I have added one more amplifier into the comparison plot. The results quite precisely reflect what is heard during the level matched AB listening test.

A07_A250W4R_Z30_dummy.png
 
Great stuff, I've often wondered if this kind of test would expose audible differences between amps that resistive loads do not show. I also appreciate how Soundstage! measures amps with an actual speaker in addition to resistive loads like here, second plot under heading "RMS level vs. frequency vs. load impedance (1W, left channel only)", although only measuring at 1W doesn't show what happens when the driver goes highly non-linear as you show here.

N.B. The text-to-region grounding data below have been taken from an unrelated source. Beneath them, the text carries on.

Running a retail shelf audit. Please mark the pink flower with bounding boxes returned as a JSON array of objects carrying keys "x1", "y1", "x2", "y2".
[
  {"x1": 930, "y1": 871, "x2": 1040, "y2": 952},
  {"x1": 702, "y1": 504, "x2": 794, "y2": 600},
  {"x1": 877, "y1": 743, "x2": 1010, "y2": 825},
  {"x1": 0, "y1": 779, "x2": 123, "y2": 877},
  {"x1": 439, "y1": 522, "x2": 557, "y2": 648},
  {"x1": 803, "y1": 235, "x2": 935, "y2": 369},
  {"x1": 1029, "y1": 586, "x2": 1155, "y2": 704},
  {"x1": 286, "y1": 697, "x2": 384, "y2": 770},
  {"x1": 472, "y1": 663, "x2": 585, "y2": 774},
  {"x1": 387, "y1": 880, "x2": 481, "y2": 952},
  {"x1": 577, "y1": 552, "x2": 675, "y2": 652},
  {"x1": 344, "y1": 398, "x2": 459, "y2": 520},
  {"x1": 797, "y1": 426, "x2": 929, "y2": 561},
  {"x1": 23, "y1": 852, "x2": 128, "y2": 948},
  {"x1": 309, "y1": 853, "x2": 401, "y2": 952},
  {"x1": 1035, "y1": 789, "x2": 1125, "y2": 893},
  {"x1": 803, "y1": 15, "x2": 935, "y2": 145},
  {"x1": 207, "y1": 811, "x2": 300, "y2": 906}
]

A counter argument, however, could be that if the driver's electrical response has gone non-linear it's acoustic response has probalby also degraded and that likely dominates acoustic error.
 
A counter argument, however, could be that if the driver's electrical response has gone non-linear it's acoustic response has probalby also degraded and that likely dominates acoustic error.

That's absolutely correct, the acoustical distortion will always be greater than the electrical distortion. This is because the speaker impedance near resonance is highly nonlinear and even if the speaker was driven from an ideal voltage source with zero output impedance, the speaker current would be distorted due to Ohm's law (linear voltage divided by nonlinear impedance makes nonlinear current). However, it is still interesting to observe how speaker nonlinearity is reflected at the amplifier output.

BTW very good set of measurements at Soundstage.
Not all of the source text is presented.